Tired of the party crashers who won’t disappear? Aren’t we all. But since they are now accepting bids for TV appearances or something, they are clearly going to need a lot more high-priced agents and lawyers and publicists, and the least we can do in this space is offer a few more lines of coverage to help out.
One thing seems to be missing in all this. We are obsessing about security, and celebrity status or lack thereof, and too much or too little media coverage, and the excesses of reality TV which I have to admit to never having seen. But what about decorum?
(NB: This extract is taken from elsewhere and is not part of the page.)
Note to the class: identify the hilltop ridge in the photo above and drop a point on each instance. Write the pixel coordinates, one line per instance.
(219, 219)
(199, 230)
Could we sit the Salahis down with Letitia Baldrige? Preferably in a small, closed room? Lock them up in there (just Mr. and Mrs. Salahi, that is) until they finish Miss Manners’ Guide to Excrutiatingly Correct Behavior, every last word?
I grew up on Emily Post myself. Extend a hand contrary to the way Emily instructed (Ms. Salahi’s casual finger-work on Vice President Biden’s chest? Good grief) and one would suffer terrible, unrelenting embarrassment.
I think these people don’t know how to spell embarrassment. And as my Emily Post Book of Etiquette-bearing mother would say, “More’s the pity.”
Friends and fans of Jack Kerouac, Lawrence Ferlinghetti, Tom Waits, Michael McClure — plus all the rest of you Beat Generation buffs — will be glad to know they are alive and well again (still) thanks to a new documentary now out on DVD, after a round of screenings across the country. One Fast Move or I’m Gone is a fascinating road trip back into Kerouac’s Big Sur.
Co-producers Curt Worden, Gloria Bailen and Jim Sampas (Kerouac’s nephew) have put together an intriguing mix of old and new footage tracing the gifted 60s icon along his journey through San Francisco and retreat to Ferlinghetti’s Big Sur cabin. Everybody’s talking about the choice of new music by Jay Farrar and Ben Gibbard, rather than the jazz with which Kerouac is automatically identified, for the film.
I caught the show in New York a couple of weeks ago at the Clearview-Chelsea Theaters on W. 23rd, one of those 10 PM events at which, if you’re old enough to remember the 60s you are forgiven for falling asleep. Didn’t happen. The oldies — Carolyn Cassady still quite beautiful, Ferlinghetti still his charming and articulate self — are vibrant enough to explain their fascination to earlier generations, and the newbies who are still drawn to the scene acquitted themselves OK for this oldie.
It didn’t help that the E line wasn’t running and no one had told HopStop, which led to my getting back to the Upper East Side around 3 AM. One Fast Move will convince you that Kerouac isn’t gone at all, and explain why it was even worth staying up late to check him out a half-century later.